The Water Theatre is the first in the series but I want to offer it first since it's the most chilling and the most transformative.  
Three English characters in a town in Yorkshire: Martin, a young man who has grown up in a cellar apartment with working class parents, becomes the unlikely friends of  Marina and Adam Brighshaw, whose father is a wealthy diplomat and political author. Martin finds himself trapped at their home during a snowstorm and witnesses not only their privileged lifestyle at High Sugden Grange, but is also exposed to the outside world by another guest, a man from Africa who is attempting to save his country form political cruelty and domination. Martin and Adam met as adolescents, when these adult influences intrude for the good and the bad and direct each of them away from their true inner selves,  into developing personas later in life to accommodate other people's and society's expectations. While this is an attempt to undo the harm they encountered growing up, they later realize how heavy the cost. They each choose ways to rebel or be accepted in an unconscious way. They struggle to find love and someone else "knowing" their true selves, despite glaring flaws and mistakes, needing approval and understanding of their life choices. However this is not forthcoming and as they blunder on, hurting others as they try to hold fast to these impossible burdensome shells, they're drawn to each other, somewhere deep inside, knowing that within this triangle, healing can occur, once they have the courage to undertake the psychological process of accepting paradox in both the polar level but also in the alchemical union of lunar and solar, "the midnight sun."  
As they grow and engage in the adult world, now set up against a backdrop of both England and Africa at the time of rebellions, coups, cruel wars in Equatoria and attempts to rebuild, as well as the rest of the world during the wars in  Viet Nam, the three characters, now a poet, an artist and a war journalist, - still connected, yet torn apart- by love, yet fraught with mistakes, misunderstandings, betrayals, and loss. They all fall to pieces in different ways: break downs or rebellions, dangerous and risky behaviors and self defeating withdrawal. Eventually they feel summoned to The Water Theatre, in an ancient small  village Fontanalba in Umbria, Italy, a place riddled with myth, folk lore and mystery, populated by mystical priests, musicians, artists, elders; Sybils and sarcastic actors, but ultimately The Dream Theatre serves as a divine alembic where each may thrash out their mistakes, in the alchemical stages of transformation and individuation as they offer their confessions, relieve their guilt, undergo experiences of atonement and absolution and come to comprehend the nature of  forgiveness and understanding and finally come to acknowledge each true angle of their shattered psyches.
The Water Theatre, lush and eloquent in its prose, is also a taut and emotionally fragile story - as are the lives of its characters, the scenes can range from eerily beautiful - an enigmatic web of secrets, brutal and unforgiving, at times in landscapes where violence and brutality are the norm. Each character is broken, and through their suffering we are forced to see how deeply and tragically society is broken.  But over a forty year span, we also see how the life force will struggle, despite it's periods of despair and depression, despite one tragic enlightenment after another - we learn that those who will, can prevail and find a way to their true selves, stumbling onto the numinous as they wander, fall, and finally, find the courage to stand back up fully comfortable in their own paradoxical natures.
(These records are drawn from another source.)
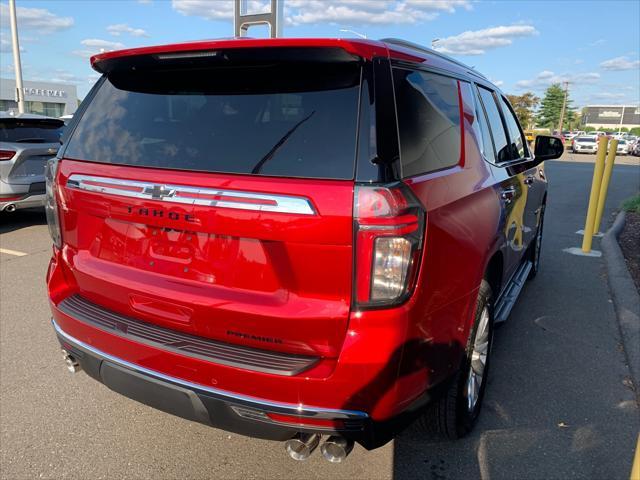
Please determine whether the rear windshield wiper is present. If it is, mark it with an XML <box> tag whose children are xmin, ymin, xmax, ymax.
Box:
<box><xmin>13</xmin><ymin>137</ymin><xmax>46</xmax><ymax>143</ymax></box>
<box><xmin>251</xmin><ymin>110</ymin><xmax>316</xmax><ymax>175</ymax></box>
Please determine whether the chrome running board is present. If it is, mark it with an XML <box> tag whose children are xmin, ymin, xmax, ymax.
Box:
<box><xmin>494</xmin><ymin>261</ymin><xmax>533</xmax><ymax>323</ymax></box>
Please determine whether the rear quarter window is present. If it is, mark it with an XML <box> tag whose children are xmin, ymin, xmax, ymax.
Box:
<box><xmin>393</xmin><ymin>68</ymin><xmax>461</xmax><ymax>177</ymax></box>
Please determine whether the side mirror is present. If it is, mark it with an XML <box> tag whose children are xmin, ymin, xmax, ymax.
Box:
<box><xmin>533</xmin><ymin>135</ymin><xmax>564</xmax><ymax>162</ymax></box>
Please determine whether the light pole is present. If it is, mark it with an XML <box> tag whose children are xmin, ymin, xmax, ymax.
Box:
<box><xmin>558</xmin><ymin>82</ymin><xmax>569</xmax><ymax>135</ymax></box>
<box><xmin>9</xmin><ymin>0</ymin><xmax>24</xmax><ymax>113</ymax></box>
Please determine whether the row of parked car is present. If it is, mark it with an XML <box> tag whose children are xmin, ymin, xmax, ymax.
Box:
<box><xmin>563</xmin><ymin>131</ymin><xmax>640</xmax><ymax>155</ymax></box>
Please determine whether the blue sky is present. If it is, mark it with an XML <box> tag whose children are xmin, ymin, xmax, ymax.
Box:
<box><xmin>0</xmin><ymin>0</ymin><xmax>640</xmax><ymax>106</ymax></box>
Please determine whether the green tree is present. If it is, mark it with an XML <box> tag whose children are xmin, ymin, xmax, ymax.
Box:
<box><xmin>536</xmin><ymin>83</ymin><xmax>575</xmax><ymax>130</ymax></box>
<box><xmin>507</xmin><ymin>92</ymin><xmax>540</xmax><ymax>130</ymax></box>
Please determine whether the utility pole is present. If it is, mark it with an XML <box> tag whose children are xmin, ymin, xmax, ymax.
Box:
<box><xmin>233</xmin><ymin>0</ymin><xmax>284</xmax><ymax>38</ymax></box>
<box><xmin>558</xmin><ymin>82</ymin><xmax>569</xmax><ymax>134</ymax></box>
<box><xmin>9</xmin><ymin>0</ymin><xmax>24</xmax><ymax>113</ymax></box>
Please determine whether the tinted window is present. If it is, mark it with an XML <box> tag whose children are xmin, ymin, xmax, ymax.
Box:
<box><xmin>0</xmin><ymin>119</ymin><xmax>64</xmax><ymax>143</ymax></box>
<box><xmin>394</xmin><ymin>69</ymin><xmax>460</xmax><ymax>177</ymax></box>
<box><xmin>65</xmin><ymin>63</ymin><xmax>360</xmax><ymax>179</ymax></box>
<box><xmin>478</xmin><ymin>87</ymin><xmax>510</xmax><ymax>162</ymax></box>
<box><xmin>498</xmin><ymin>97</ymin><xmax>528</xmax><ymax>160</ymax></box>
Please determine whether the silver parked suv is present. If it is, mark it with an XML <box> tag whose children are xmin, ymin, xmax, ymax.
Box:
<box><xmin>0</xmin><ymin>112</ymin><xmax>64</xmax><ymax>212</ymax></box>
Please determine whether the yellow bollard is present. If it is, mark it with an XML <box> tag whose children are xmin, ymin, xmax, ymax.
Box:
<box><xmin>582</xmin><ymin>136</ymin><xmax>609</xmax><ymax>253</ymax></box>
<box><xmin>593</xmin><ymin>139</ymin><xmax>618</xmax><ymax>233</ymax></box>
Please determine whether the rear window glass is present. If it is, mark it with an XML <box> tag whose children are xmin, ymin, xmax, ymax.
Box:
<box><xmin>0</xmin><ymin>119</ymin><xmax>64</xmax><ymax>143</ymax></box>
<box><xmin>394</xmin><ymin>69</ymin><xmax>460</xmax><ymax>177</ymax></box>
<box><xmin>478</xmin><ymin>87</ymin><xmax>511</xmax><ymax>162</ymax></box>
<box><xmin>65</xmin><ymin>63</ymin><xmax>360</xmax><ymax>179</ymax></box>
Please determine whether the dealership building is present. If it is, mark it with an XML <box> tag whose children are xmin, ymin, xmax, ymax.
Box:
<box><xmin>582</xmin><ymin>105</ymin><xmax>640</xmax><ymax>130</ymax></box>
<box><xmin>0</xmin><ymin>78</ymin><xmax>78</xmax><ymax>117</ymax></box>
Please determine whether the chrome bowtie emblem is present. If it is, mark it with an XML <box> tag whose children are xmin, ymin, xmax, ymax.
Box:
<box><xmin>144</xmin><ymin>185</ymin><xmax>176</xmax><ymax>200</ymax></box>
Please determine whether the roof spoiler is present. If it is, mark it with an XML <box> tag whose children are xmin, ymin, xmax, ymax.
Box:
<box><xmin>91</xmin><ymin>38</ymin><xmax>388</xmax><ymax>74</ymax></box>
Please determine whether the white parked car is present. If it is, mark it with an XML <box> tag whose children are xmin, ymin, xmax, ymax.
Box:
<box><xmin>616</xmin><ymin>139</ymin><xmax>629</xmax><ymax>155</ymax></box>
<box><xmin>571</xmin><ymin>136</ymin><xmax>598</xmax><ymax>153</ymax></box>
<box><xmin>0</xmin><ymin>112</ymin><xmax>64</xmax><ymax>213</ymax></box>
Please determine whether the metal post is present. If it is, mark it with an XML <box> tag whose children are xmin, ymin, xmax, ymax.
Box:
<box><xmin>9</xmin><ymin>0</ymin><xmax>25</xmax><ymax>113</ymax></box>
<box><xmin>234</xmin><ymin>0</ymin><xmax>284</xmax><ymax>38</ymax></box>
<box><xmin>593</xmin><ymin>140</ymin><xmax>618</xmax><ymax>233</ymax></box>
<box><xmin>558</xmin><ymin>82</ymin><xmax>569</xmax><ymax>135</ymax></box>
<box><xmin>618</xmin><ymin>105</ymin><xmax>624</xmax><ymax>135</ymax></box>
<box><xmin>582</xmin><ymin>135</ymin><xmax>609</xmax><ymax>253</ymax></box>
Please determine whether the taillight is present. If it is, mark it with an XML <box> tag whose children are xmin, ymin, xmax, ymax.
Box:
<box><xmin>44</xmin><ymin>157</ymin><xmax>62</xmax><ymax>248</ymax></box>
<box><xmin>354</xmin><ymin>183</ymin><xmax>425</xmax><ymax>307</ymax></box>
<box><xmin>0</xmin><ymin>150</ymin><xmax>16</xmax><ymax>161</ymax></box>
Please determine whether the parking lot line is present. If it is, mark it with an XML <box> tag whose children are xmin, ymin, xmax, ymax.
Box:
<box><xmin>0</xmin><ymin>248</ymin><xmax>27</xmax><ymax>257</ymax></box>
The Water Theatre, like Alice's Masque to me is one third of the triumvirate of novels which best explain the process to individuation which dates back to ancient cultures like the Egyptian, Native American Indians and the shamanistic rites of  initiation in every culture. Like Fowles, struggles with the concept of the, mystical mind, the introvert, as Jung described who must search inward as opposed to living outward in society.  And The Water Theatre embraces various mythological experiences: the Orpheus journey, the meetings with daughter, mother and crone.
While research Lindsay Clarke's Lindsey Clarke, I found Jim Murdoch's insightful and thorough blog, The Truth About Lies, where he writes a long review of The Water Theatre ( don't read too far until after you've read The Water Theatre though due to spoilers in my opinion).
At  www.theinterviewonline.co.uk ,  Clarke explains that like his other novels, The Water Theatre started with a dream, and he believes the novel is a primary method to explain the journey of  the mystical mind. 
"I think there's generally a misunderstanding about what mysticism is about in our culture. ... They think of mysticism as something rather strange and spooky and eerie in a way. In fact the origin of the word means healing; they’re rites that heal wounds in people, deep wounds to the soul, spiritual wounds. And that's what I'm interested in doing now is writing the kind of novel which by unfolding its narrative in a hopefully entertaining way will take the central character on a journey by which the ego-based life which he's been living gets called profoundly into question."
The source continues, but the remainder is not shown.